Mühldorf – Unruhe herrscht derzeit unter den Milcherzeugern. Der Grund: Ein neuer Vertrag der Milcherzeugergenossenschaft (MEG) Altötting-Mühldorf mit der Molkerei Almil, durch den Bauern weniger Geld bekommen, die ihre Kühe in Anbindehaltung halten. Nach Beschimpfungen durch Mitglieder legte der Vorsitzenden der Milcherzeugergemeinschaft, Karl Schult, sein Amt nieder.
Schult hatte zusammen mit dem Vorstand der MEG die Verhandlungen mit Almil in Weiding geführt, die schließlich einen niedrigeren Milchpreis für Landwirte mit Anbindehaltung gebracht hat. 1,5 Cent bekommen sie ab 2022 pro Kilo Milch weniger, schon derzeit gibt es 0,5 Cent weniger.
Am Telefon
anonym beleidigt
Einige Milcherzeuger reagierten erbost: „Die Angriffe gegen mich und meine Frau anonym am Telefon waren weit unter der Gürtellinie“, spricht Schult auf Anfrage von Beschimpfungen und Bedrohungen. „Da war für mich der Punkt erreicht, das Amt niederzulegen.“ Er ist davon überzeugt: „Der Vertrag war das Optimum, das wir erreichen konnten.“
Sein Stellvertreter und kommissarischer Nachfolger Richard Straubinger sieht die Probleme, die der neue Vertrag für 47 Prozent der 930 Mitglieder der MEG bringt. Etwa 3000 Euro weniger bleiben dadurch im Jahr einem dieser eher kleinen Betriebe, die meist als Nebenerwerbshöfe geführt werden. Sie erzeugen 27 Prozent der Milch, die bei Almil im Werk Weiding von MEG-Landwirten angeliefert wird.

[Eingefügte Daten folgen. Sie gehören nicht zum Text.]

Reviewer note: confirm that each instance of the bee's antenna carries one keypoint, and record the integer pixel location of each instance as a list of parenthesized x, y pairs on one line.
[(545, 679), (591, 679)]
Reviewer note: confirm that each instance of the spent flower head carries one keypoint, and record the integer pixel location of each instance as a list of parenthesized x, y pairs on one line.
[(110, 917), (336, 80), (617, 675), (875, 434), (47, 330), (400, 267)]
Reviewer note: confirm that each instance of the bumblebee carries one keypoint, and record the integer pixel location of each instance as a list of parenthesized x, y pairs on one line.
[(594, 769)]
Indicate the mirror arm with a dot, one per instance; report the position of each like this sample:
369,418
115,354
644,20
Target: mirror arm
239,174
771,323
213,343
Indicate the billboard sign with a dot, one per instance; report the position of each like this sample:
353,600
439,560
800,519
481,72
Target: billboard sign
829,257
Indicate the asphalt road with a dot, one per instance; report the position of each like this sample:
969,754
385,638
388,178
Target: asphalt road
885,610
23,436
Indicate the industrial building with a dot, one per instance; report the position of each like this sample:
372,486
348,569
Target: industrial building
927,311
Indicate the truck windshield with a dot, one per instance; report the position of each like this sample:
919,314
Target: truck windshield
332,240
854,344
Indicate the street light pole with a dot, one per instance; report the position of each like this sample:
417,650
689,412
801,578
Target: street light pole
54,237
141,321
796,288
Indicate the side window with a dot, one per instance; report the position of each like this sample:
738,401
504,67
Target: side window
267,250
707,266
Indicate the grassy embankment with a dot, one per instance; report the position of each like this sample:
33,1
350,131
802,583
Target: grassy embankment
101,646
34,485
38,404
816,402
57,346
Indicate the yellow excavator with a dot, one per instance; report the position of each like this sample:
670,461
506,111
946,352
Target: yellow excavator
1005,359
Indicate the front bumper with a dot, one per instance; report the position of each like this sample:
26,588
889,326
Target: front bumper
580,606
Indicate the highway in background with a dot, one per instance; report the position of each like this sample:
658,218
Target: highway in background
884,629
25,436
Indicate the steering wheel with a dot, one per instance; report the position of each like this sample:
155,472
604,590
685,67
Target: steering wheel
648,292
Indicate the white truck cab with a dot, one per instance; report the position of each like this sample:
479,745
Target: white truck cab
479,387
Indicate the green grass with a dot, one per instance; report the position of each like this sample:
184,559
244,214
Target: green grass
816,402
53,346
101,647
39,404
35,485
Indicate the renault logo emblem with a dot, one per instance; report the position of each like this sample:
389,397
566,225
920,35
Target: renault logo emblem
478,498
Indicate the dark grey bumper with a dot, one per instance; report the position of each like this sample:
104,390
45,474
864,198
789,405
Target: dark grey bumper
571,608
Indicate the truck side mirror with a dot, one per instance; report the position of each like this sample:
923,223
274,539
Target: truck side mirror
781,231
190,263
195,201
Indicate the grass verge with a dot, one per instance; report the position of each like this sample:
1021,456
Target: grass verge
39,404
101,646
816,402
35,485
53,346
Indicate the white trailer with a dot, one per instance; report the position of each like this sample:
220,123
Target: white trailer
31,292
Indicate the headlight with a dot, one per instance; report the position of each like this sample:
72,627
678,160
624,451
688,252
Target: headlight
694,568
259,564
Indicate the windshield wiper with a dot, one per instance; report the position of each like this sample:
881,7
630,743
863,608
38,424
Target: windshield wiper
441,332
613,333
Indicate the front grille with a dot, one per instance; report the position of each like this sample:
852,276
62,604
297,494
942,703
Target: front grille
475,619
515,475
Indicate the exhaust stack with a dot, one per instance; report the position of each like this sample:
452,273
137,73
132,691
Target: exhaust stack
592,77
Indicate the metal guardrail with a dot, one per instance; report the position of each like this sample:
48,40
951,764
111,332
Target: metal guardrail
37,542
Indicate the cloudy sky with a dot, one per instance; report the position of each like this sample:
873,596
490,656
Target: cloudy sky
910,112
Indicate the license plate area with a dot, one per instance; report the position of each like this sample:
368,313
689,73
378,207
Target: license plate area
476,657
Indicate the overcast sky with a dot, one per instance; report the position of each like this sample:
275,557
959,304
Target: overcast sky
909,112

„Das Thema wird sehr emotional diskutiert“, sagt Straubinger. Manche sähen eher die Sicherheit des Vertrags für die nächsten vier Jahre ab 2022, andere den Preisabschlag. „Unser Schwerpunkt bei den Verhandlungen lag auf der Abnahme- und Planungssicherheit.“
Anbindehaltung wird seit Jahren unter dem Thema Tierwohl diskutiert. Viele Verbraucher wollen lieber Produkte kaufen, deren Milch aus Laufstallhaltung kommt. Inzwischen übt auch der Einzelhandel Druck auf die Molkereien und Landwirte aus. Deshalb hat die Molkerei Almil, ein Tochterunternehmen der Genossenschaft Hochwald, nach eigenen Angaben den niedrigeren Preis für Milch vereinbart.
Niedrigerer Preis
für viele Bauern
Milcherzeuger Georg Mitterberger gehört zu den Anbindehaltern. Er hält in Langenstegham 40 Kühe und vertritt eine klare Meinung zu den Preisvorstellungen der Molkerei: „Das ist eine Frechheit.“ Die Milch, die er liefere, habe die gleiche Qualität, er behandele seine Kühe so aufmerksam wie andere Bauern mit Laufstallhaltung auch und in der Molkerei werde die Milch mit der aus Laufställen zusammengeschüttet. Für den Kunden gebe es also keinen Unterschied.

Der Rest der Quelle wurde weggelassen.